Mandarin Oriental in Bangkok: This is the part of the story where I pay dearly for scarfing Kep crab with my dirty bare hands and inhaling iced beverages from street vendors on our motorcycle journey. We took Thai Airways back to Paris (where we live), and since the flight from Phnom Penh had a layover in Bangkok, we spent a few nights unwinding from our backpack adventure at the luxurious Mandarin Oriental. The bed was an envelope of heavenly white clouds. My boyfriend, deep in dreamland, didn't wake up to hear me run, literally 30 times, to the bathroom on our last night there. The first luxury hotel in Thailand, opened in 1876, it's everything you'd expect from a Mandarin plus more: gorgeous complementary riverboat shuttles to avoid road traffic, smoky jazz performances over drinks at Bamboo Bar, exceptional customer service, and illuminated terrace dining overlooking Chao Phraya River. Not to mention a handy clinic (with an English-speaking medical practitioner) on the second floor.

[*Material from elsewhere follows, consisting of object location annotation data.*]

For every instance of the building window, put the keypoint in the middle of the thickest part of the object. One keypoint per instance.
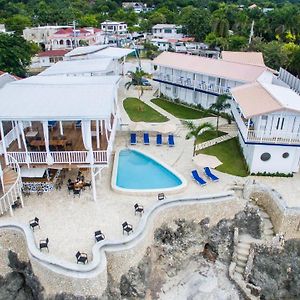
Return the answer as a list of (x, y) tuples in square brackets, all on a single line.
[(285, 155), (265, 156)]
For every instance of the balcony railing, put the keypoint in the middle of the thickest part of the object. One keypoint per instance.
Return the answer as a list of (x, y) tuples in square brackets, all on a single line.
[(59, 157), (14, 192), (261, 136), (193, 84)]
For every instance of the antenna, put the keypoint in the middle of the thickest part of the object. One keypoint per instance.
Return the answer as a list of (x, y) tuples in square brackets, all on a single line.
[(251, 33)]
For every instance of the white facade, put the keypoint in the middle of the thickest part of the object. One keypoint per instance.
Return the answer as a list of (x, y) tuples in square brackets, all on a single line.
[(41, 34), (111, 27), (167, 31)]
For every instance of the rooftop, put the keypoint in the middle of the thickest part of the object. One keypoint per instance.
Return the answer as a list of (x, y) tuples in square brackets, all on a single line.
[(100, 65), (261, 98), (250, 58), (65, 98), (214, 67)]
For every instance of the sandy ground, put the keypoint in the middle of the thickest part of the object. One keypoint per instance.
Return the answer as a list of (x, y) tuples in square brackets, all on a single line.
[(207, 281)]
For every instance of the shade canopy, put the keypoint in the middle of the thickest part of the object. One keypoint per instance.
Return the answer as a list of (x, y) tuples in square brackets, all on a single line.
[(76, 67), (204, 160), (67, 99)]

GOOD TO KNOW FOR NEXT TIME

Sala Bai in Siem Reap: The city is infested with tourists. The only interesting experience we ended up having here was dinner in a sign-less hole-in-the-wall filled with off-duty tuk-tuk drivers. The dinner: a burgundy-colored fish meant to be eaten in its entirety, since it had been boiled for three days to render its bones squishy and edible. I called the experience interesting, not palatable. However, when we got on the bus to head down to Sihanoukville, we picked up fellow passengers at Sala Bai hotel. They had smiles as big as an enlightened buddhas on their faces (as did the staff that waved them goodbye) and wouldn't stop raving about their stay. I safely assume their dinner the previous night was a step up from ours.

Cambodia Crab Market in Kep

Crab market in Kep. Photo: Caroline Kinneberg

Romdeng in Phnom Penh: Several restaurants and hotels throughout the country double as service industry training schools. We fell in love with Romdeng, a restaurant staffed by former street youth. The food (fish and pumpkin curry, crispy rice noodles with tofu and taro spring rolls, watermelon juice) was some of the best on our trip, the kitchen was impeccable, and the location, a secluded French colonial manse plunked in the midst of the bustling capital, stunning. 

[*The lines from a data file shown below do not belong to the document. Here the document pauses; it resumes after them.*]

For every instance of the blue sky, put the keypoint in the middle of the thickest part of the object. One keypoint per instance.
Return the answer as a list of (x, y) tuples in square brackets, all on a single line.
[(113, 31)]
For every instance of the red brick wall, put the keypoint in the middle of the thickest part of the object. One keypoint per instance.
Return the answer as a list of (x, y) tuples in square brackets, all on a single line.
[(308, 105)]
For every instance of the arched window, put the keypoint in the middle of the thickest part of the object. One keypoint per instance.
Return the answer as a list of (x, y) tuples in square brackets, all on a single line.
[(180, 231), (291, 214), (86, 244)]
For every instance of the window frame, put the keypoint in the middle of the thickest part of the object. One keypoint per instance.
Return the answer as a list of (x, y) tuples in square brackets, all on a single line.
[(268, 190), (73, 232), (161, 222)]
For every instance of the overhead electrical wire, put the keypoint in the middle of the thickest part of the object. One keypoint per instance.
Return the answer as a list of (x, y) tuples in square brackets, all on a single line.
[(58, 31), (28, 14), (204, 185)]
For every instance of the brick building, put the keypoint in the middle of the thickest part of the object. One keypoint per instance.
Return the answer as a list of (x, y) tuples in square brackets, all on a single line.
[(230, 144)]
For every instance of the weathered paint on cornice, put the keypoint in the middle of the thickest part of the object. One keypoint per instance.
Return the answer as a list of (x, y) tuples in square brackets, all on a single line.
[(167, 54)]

Shanti Shanti in Sihanoukville: French co-owner Sophie, blonde and dreadlocked, is the one who recommended staying at Koh Thmei. Her three elevated bungalows at the far end of Otres Beach fill up weeks in advance. We called too late and missed our chance, but we did enjoy delicious palm sugar-sprinkled pancakes ($2.50) at her place while picking her brain about where to go instead.


PLAN YOUR TRIP

Give yourself time to get from place to place. Skinny oxen, barefoot children, cyclists, and Texas-size SUVs, all traversing potholes, does not make for optimal travel speeds. The trip from Kampot to Phnom Penh takes five to six hours by bus though the two destinations are only 75 miles apart via national highway. Hack that time in half by hiring a taxi ($40) and traveling during daylight (the majority of roads won't be lit at night). 

Cambodia by boat

FIND IT

Koh Thmei Resort
Koh Thmei, Ream National Park
Sihanoukville Province, Cambodia
kavita@gmx.de 
Bungalows: $15/night. Lonely Beach was recommended to us for a similar experience, but we didn't get the chance to check it out.

Veranda Natural Resort
Kep Mountain Hillside Road
Kep, Cambodia
+855-36-638-8588
verandaresort@gmail.com
Deluxe bungalows: $55 /night (low season). Apartment: $250/night (peak season).

Mandarin Oriental Bangkok
48 Oriental Ave.
Bangkok, Thailand
+66-2-659-9000
Rooms: $380/night.

Sala Bai
155 Phoum Tapoul
Siem Reap, Cambodia
+855-63-963-329
booking@salabai.com
Bungalows: $20-35/night. Prix fixe menus: $6-8.

Romdeng
74 St. 174
Phnom Penh, Cambodia
+855-92-219-565
Lunch for two: $17. 

Shanti Shanti
at the end of Otres Beach
Sihanoukville, Cambodia
+855-11-976-069
shanti.shanti.contact@gmail.com
Bungalows: $15/night. An eleven-meter sailboat (and skipper) can be rented for up to five people (snorkeling gear provided): half day, $100; full day, $150; 24 hours, $200. 

We make every effort to ensure the information in our articles is accurate at the time of publication. But the world moves fast, and even we double-check important details before hitting the road.